Discutir essa temática se revela ainda mais importante na atual conjuntura político-social, que impõe novos desafios na superação de uma histórica concentração fundiária, principalmente diante do fortalecimento de grupos em defesa da permanência da lógica proprietária e do latifúndio (tal como, por exemplo, o grupo denominado de “Invasão Zero”, com atuação no Congresso Nacional, também abordado em materiais deste dossiê3).

Como se vê, o dossiê traz uma diversidade de temas que envolvem a luta por terra, por reforma agrária, por demarcação dos territórios dos povos originários e tradicionais, assim como por direito à moradia, à reforma urbana, e o direito à cidade, nessa gama de disputas e conflitos territoriais, em uma perspectiva de construção do conhecimento interligada com a práxis.

Por fim, a edição também veicula importantes documentos históricos na seção “Práxis de Libertação”, que tem por objetivo socializar documentos, argumentos jurídicos e táticas processuais que possam contribuir com advogados e advogadas populares e com movimentos sociais das diversas regiões do país que lutam pelo direito à terra e à moradia, contra a criminalização e a violação de direitos humanos. 

O dossiê está disponível para consulta na página da revista e e também pode ser acessado  na íntegra neste link.

Convidamos todas, todos e todes à leitura e ao debate! Confira.

 

1 Sobre a luta pelo território indígena no Rio de Janeiro, o dossiê traz, por exemplo, o conflito territorial indígena urbano, em solo carioca, da Aldeia Maraka’ná, no artigo “Disputas pela cidade: o caso da Aldeia Maraka’ná”; ou ainda, a respeito do conflito territorial em terras da União, como no caso da comunidade quilombola da Ilha da Marambaia (RJ), no período da ditadura, em “Comunidades remanescentes de quilombos em áreas ocupadas pelas Forças Armadas no Brasil (pós-1964): uma síntese desafiadora”.

2 Para entender o que são as Comissões de Soluções Fundiárias e por que elas são consideradas um importante instrumento atual para as garantias do direito à terra e à moradia, recomenda-se a leitura dos artigos “A atuação da Comissão de Soluções Fundiárias no Estado de Goiás diante da luta pela reforma agrária e da reação conservadora de bases oligárquicas”; e “Poder Judiciário e conflitos fundiários: a atuação da Comissão de Soluções Fundiárias do TRF da 2ª região”.
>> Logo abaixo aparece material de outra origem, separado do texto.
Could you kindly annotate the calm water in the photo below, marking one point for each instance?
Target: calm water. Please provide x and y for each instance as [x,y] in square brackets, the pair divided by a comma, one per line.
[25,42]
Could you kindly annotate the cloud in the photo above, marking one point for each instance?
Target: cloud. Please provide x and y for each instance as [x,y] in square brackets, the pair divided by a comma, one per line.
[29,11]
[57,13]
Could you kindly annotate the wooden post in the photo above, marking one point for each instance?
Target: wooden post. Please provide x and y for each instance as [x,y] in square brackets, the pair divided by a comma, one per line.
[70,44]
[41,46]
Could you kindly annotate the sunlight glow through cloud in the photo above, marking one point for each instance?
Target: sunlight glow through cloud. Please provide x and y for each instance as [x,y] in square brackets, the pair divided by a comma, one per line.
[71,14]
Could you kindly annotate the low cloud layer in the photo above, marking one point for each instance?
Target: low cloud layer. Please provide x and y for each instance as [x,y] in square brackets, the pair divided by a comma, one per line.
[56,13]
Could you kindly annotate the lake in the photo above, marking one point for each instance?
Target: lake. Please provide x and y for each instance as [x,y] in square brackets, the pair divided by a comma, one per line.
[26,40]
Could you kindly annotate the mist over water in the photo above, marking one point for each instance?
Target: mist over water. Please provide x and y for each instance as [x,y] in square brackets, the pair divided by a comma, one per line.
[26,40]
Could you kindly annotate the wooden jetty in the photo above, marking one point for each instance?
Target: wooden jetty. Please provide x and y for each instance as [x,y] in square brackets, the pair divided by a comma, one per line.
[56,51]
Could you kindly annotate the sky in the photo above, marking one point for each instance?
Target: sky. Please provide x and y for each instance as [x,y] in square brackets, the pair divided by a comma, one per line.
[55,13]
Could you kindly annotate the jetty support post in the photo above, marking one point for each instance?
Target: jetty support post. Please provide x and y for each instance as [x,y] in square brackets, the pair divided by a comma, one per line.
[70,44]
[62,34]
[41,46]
3 Para maiores informações a respeito do que se trata o “Invasão Zero” e de como tem sido sua atuação, o dossiê traz o verbete “Invasão Zero: a nova contrarreação do latifúndio”; e ainda o material de “Mapeamento de projetos de lei relacionados ao ‘Invasão Zero’ na Câmara dos Deputados (2023-2024)”, produzido pelo NAJUP Luiza Mahin.